Basildon: New Action Against Travellers

A second operation to evict travellers displaced by the clearance of Europe's largest illegal site, in Essex, will be carried out.

Basildon Council members last night (Tuesday 18th) voted for "direct action" to remove travellers living on the roadside at Oak Lane, alongside Dale Farm.

The action will not be taken until a judicial review lodged by travellers over earlier enforcement notices is resolved.

Tony Ball, leader of the council, said: "Whilst I cannot comment directly on the committee decision, it is clearly in line with our determination to enforce and uphold the law but tempered with the need to make sensible and pragmatic decisions based on the situation."

Bailiffs and police removed travellers living on Dale Farm, a six-acre former scrapyard, without permission in a £7 million operation last October.

There were violent scenes as protesters and travellers resisted the clearance and chained themselves to structures behind a barricade.

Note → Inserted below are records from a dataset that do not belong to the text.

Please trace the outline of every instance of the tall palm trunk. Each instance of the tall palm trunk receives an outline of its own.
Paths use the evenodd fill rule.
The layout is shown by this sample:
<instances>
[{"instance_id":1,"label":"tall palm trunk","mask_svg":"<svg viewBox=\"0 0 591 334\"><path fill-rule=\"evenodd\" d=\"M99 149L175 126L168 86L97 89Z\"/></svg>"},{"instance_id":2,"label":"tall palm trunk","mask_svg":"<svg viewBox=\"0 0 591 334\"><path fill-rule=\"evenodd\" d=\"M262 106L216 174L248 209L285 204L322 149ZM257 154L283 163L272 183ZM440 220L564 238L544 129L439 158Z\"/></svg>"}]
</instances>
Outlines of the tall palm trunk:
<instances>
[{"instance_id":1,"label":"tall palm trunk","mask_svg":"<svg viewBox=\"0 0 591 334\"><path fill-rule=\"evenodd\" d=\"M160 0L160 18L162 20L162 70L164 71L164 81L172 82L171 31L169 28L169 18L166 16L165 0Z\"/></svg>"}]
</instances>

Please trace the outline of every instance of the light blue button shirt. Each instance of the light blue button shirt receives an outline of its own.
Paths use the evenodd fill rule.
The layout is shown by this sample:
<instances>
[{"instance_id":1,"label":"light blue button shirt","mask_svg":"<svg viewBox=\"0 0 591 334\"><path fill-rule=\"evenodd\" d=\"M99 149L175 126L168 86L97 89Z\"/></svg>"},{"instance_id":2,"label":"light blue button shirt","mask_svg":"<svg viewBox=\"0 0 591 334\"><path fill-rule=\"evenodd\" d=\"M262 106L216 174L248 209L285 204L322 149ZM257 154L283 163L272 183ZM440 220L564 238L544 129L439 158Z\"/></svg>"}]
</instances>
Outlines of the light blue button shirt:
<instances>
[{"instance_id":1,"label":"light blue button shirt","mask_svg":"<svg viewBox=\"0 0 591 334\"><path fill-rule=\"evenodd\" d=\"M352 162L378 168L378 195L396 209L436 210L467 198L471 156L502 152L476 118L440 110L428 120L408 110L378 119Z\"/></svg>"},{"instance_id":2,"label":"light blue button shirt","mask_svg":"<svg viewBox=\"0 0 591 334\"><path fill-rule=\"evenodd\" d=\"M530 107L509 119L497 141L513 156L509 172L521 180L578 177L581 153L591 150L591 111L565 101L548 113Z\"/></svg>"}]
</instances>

Since then many of those who had lived on Dale Farm have moved to Oak Lane, a legal site, exceeding its authorised capacity.

Mary Flynn, a former Dale Farm resident, said: "There are more travellers than there are sites, so where do they expect us to live? It's so hard to tell my children that we're never going to get to go home."

Members of the Traveller Solidarity movement said 83 families were made homeless by the operation.

Permission was recently granted for a new, smaller travellers site at nearby Gardiners Way and it is thought some of the most needy families from Dale Farm could move there.